For a moment last week, it seemed the nation had started to regain its collective sanity. The final season of MTV’s Jersey Shore was announced because it’s time for Snooki to settle down. It appeared that Fox News had fallen out of love with Sarah Palin and may not renew her contract for whatever it is that she does.

Even the far far right seemed to discover that there really is a limit to the craziness this country will tolerate. Making up facts about reproductive biology doesn’t fly like it used to. Despite what Rep. Todd Akin wants us to believe, women’s bodies don’t have a secret way of shutting down pregnancies from rape.

These are all the sort of responses that a mature nation aspiring to be a thought leader ought to be making. They seemed to be signs of hope. But as Al Pacino says so memorably in Godfather: “Just when I thought I was out, they pull me back in.” And then along came Honey Boo Boo.

The Learning Channel (TLC) has a new reality series about an American family that’s gleefully ignorant and spectacularly dysfunctional. It’s mesmerizing in very small doses. Doctors may warn that large doses of this show will cause permanent brain damage. Angry lexicographers are probably standing in line to chastise the people who named it The Learning Channel. Their choice of the gerund “learning” is tragically misguided. The Clampett-friendly “larning” might have been better.

Besides the damage to America’s reputation inflicted by Honey Boo Boo and her family of felons, it was another reality show last week caused far more serious damage to our credibility and our capacity to understand the world around us—the Republican National Convention. The convention not only brought us the queasy spectacle of one of America’s most storied actors and directors talking trash to an empty chair, but also speeches by Mitt Romney and Paul Ryan that contained what the New York Times called a “litany of falsehoods,” speeches that were wildly applauded by millions who should know better. As The Times put it, these two speeches “seemed to signal the arrival of a new kind of presidential campaign, one in which concerns about fact-checking have been largely set aside.” That fear was confirmed when a defensive Romney pollster told ABC News that: “We’re not going let our campaign be dictated by fact-checkers.”
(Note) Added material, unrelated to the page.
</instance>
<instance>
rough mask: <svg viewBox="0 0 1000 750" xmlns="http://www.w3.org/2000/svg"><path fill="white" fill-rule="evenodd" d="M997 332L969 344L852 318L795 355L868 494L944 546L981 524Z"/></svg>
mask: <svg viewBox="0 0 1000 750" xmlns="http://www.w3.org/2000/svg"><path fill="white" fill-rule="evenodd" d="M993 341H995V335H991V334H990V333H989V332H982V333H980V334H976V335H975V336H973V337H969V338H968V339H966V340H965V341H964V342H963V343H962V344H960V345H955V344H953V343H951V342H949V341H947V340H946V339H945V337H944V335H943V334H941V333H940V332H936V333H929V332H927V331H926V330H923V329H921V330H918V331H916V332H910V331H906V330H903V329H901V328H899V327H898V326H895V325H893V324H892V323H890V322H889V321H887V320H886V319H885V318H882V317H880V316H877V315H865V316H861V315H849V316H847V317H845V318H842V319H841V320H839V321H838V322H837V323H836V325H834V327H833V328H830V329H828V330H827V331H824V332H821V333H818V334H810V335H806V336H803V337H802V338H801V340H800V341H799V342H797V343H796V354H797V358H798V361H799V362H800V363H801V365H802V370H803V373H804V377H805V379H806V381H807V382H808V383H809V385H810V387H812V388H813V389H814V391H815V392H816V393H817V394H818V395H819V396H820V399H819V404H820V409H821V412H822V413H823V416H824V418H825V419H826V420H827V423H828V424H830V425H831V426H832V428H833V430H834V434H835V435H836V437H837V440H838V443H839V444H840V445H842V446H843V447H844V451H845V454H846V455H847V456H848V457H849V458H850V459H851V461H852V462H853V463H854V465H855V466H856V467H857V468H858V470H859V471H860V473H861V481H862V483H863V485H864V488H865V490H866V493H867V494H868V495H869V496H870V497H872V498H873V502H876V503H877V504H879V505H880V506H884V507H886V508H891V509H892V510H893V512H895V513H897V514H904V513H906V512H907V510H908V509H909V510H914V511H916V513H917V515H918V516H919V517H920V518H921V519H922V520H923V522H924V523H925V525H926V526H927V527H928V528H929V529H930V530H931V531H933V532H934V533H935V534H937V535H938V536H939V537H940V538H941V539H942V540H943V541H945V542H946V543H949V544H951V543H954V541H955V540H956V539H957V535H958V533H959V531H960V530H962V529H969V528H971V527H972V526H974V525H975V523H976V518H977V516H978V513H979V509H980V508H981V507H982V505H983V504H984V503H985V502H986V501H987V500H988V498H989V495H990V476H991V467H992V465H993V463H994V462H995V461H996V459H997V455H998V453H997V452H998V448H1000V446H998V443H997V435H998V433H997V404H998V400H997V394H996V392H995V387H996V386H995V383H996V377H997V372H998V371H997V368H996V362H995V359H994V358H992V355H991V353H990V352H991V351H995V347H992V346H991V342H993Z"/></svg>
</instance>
The biggest attack on reality was the contempt Romney showed for science. Romney’s “laugh line” that President Obama has promised “to begin to slow the rise of the oceans” was meant as a swipe at Obama, but it was also a smack at climate change and science in general. To please the campaign contributors who own large deposits of carbon-based fuel (like the Kochs), Romney, Jethro Bodine-like, has pretended that science is just silly “book larning” and has executed a slow motion flip-flop on climate change. To deny climate change is to deny science in general. Romney chose to mock it. And that was funny to the audience at the RNC.

It would certainly make a funny premise for a reality TV show to see how Honey Boo Boo and her family, Jed Clampett and his, or a science denier like Mitt Romney and his Koch-loving cabal would make decisions about science and technology. But for some reason, I just don’t feel like laughing.